I’m always struck by how everybody goes to a different conference. This was mine…
10-24-04 – Sunday, and 10-25-04 – Monday
“Usage-Centered Design in Agile Development”, by Jeff Patton. This tutorial used a series of exercises to simulate how UCD works.
“Dungeons and Patterns”, “Test-Driven Development Workout” – Steve Metsker and I offered our tutorials on patterns and TDD. We also did a session on Framegames for the Educator’s Symposium.
10-26-04 – Tuesday
“The Future of Programming”, by Richard Rashid. He described several interesting bits of research. One system created a “black box for humans”, capturing video every few seconds. SPOT is Small Personal Object Technology, e.g., very smart watches. There will be a kit available 1Q05. He also described research in development tools, for better testing and better modeling.
“Mock Roles, not Objects” by Steve Freeman and Tim MacKinnon. This left me once again aware of how different the mock object approach is from how I do TDD. The design seems more conscious. I don’t know how much that’s good or bad. It does make dependency injection more natural.
“Systems of Names and other tools of the not-quite-tangible”, by Ward Cunningham. He reviewed the idea of mining experiences for patterns. He used System of Names as an example of this, with a very simple Problem => Solution form. He also likes the idea of leaving room for new things: the wiki has a prompting statement for new pages. Finally, Ward reminded us of the importance of being receptive to discovery and integration of new ideas.
“Methodology Work is Ontology Work”, by Brian Marick.

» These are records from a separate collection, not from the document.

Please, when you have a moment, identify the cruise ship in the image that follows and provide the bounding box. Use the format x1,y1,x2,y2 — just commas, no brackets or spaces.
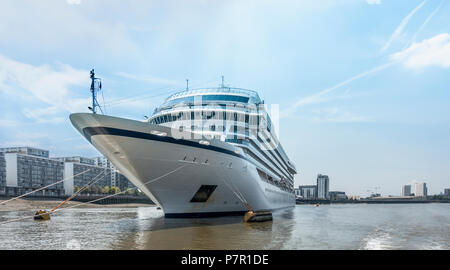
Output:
70,79,297,218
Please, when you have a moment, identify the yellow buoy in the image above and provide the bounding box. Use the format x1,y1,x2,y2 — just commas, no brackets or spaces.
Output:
34,210,50,220
244,210,272,222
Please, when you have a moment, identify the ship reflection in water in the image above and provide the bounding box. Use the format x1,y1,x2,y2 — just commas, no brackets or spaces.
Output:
0,204,450,249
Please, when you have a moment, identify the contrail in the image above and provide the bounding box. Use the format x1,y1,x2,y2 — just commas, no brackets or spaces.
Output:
406,0,444,47
380,0,427,53
280,61,396,117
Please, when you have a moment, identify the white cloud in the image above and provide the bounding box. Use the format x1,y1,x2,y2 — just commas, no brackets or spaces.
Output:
0,54,89,122
67,0,81,5
366,0,381,5
280,61,395,117
380,0,427,53
312,107,370,123
115,72,182,86
390,33,450,69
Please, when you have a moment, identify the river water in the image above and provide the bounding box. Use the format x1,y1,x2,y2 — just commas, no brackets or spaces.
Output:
0,203,450,249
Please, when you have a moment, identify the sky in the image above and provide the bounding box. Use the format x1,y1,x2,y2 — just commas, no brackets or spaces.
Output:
0,0,450,196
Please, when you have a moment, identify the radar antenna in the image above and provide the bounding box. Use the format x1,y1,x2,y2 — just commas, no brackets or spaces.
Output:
88,69,103,114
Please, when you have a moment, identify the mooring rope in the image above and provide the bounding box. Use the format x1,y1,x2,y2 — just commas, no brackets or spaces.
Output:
50,168,111,213
0,165,186,226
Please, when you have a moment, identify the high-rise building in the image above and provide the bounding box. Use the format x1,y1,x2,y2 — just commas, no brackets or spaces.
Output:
402,185,411,196
0,146,49,158
0,152,6,195
317,174,330,200
329,191,347,201
0,147,64,196
414,183,427,197
298,185,317,199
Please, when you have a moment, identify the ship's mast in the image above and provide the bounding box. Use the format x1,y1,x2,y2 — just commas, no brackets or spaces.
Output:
89,69,103,114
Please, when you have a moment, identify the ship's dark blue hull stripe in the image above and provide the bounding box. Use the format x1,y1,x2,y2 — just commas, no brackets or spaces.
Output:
83,127,294,194
83,127,247,160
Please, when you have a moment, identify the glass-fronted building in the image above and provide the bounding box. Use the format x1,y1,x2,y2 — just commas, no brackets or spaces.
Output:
0,152,6,195
317,174,330,200
4,150,64,196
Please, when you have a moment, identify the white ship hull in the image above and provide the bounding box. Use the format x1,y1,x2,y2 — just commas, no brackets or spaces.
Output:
70,113,295,217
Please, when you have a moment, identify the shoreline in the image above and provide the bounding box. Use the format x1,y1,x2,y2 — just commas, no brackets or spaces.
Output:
0,199,156,212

Ontology refers to the kind of things that exist (philosophically). Brian highlighted Lakatos’ philosophy, and suggested that the result is that it’s rational to produce a program that seems exciting and spins off results (regardless of its “truth”). (To be fair, Brian pointed out that Lakatos would hate this attitude.)
So:
- Have a hard core 3-6 postulates.
- Work out the consequences, and merrily ignore counterexamples.
- Prefer novel confirmations.
- Keep throwing off new results.
Brian described a second “trick”: use perception to provoke action and reinforce ontology. For example, have Big Visible Charts that show a team where it is; have monitors that go red when tests break.

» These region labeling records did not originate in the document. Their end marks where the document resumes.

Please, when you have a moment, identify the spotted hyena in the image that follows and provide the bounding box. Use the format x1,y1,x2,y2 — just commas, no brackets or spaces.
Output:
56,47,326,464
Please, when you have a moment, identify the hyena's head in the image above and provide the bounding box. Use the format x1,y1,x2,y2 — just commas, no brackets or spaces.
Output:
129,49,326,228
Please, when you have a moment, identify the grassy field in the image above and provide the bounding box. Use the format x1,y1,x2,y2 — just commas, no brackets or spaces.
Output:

“Agile Customer Panel” (various).
- “Customer is not an administrative role” (?)
- “Customer interaction patterns are simple but difficult” (Linda Rising)
- “How do we know what has value?” Put it in ridiculous order, and let the customer rearrange it. Tie groups of features to business value, favoring early deployment as proof.

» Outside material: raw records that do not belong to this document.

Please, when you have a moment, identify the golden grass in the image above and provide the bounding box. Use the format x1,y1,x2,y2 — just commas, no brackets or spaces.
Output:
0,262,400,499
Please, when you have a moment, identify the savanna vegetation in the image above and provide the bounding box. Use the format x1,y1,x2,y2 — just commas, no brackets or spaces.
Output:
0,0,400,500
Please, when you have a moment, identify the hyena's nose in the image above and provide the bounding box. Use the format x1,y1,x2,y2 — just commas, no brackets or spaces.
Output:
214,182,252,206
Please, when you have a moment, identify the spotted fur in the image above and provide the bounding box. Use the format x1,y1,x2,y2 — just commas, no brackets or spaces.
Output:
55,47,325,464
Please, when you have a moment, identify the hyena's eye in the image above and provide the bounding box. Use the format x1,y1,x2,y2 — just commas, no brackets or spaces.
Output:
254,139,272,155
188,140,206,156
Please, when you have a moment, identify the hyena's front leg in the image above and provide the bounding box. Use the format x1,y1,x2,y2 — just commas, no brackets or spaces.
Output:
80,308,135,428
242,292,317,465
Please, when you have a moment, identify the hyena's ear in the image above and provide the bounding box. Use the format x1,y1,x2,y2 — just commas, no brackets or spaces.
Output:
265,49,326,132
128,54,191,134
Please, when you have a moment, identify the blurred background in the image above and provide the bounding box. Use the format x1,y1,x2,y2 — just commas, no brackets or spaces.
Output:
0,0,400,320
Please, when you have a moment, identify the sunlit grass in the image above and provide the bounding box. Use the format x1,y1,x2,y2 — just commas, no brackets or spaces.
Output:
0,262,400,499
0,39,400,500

- Customer prioritization is hard but has the best opportunity for creating high value.
“First courses in Computing Should be Child’s Play”, Alan Kay. Changing the bulk of people requires a contagion model. Flow as a balance of challenge and ability.
10-27-04 – Wednesday
“Code Complete”, Steve McConnell. There are plenty of bad ideas, but there have been advances: higher-level design, daily build and smoke test, standard libraries, Visual Basic, Open Source Software, the web for research, incremental development, test-first development, refactoring as a discipline, faster computers. But – software’s essential tensions remain: rigid plans vs. improvisation, discipline vs. flexibility, etc.
“JMock Demo”.
“Wiki BOF”. Seeding can be important: seeded pages with incomplete ideas, invited guests, no passwords, compelling questions, etc.
10-28-04 – Thursday
“Amazon Web Services”, by Allan Vermeulen. There will be computer-to-computer “grid computing” superseding the person-to-computer web computing era. He demonstrated a variety of tools that you can use with Amazon to make this work.
“Outsourcing – How will your job change?” (panel). It’s clear there’s fear of outsourcing, but it can work. Approaches built around the idea that “they” aren’t just as smart as “we” are are misguided and doomed.
“Exocumputing”, Jaron Lanier. He tried to suggest different approaches to computing. Computers as built today are very brittle. Perhaps we can try new ways inspired by biology.
Overall, I enjoyed the conference. But it was a lot heavier on philosophy than technique. The thing I’m most inspired to do is investigate what’s happening in the Amazon “grid service” space.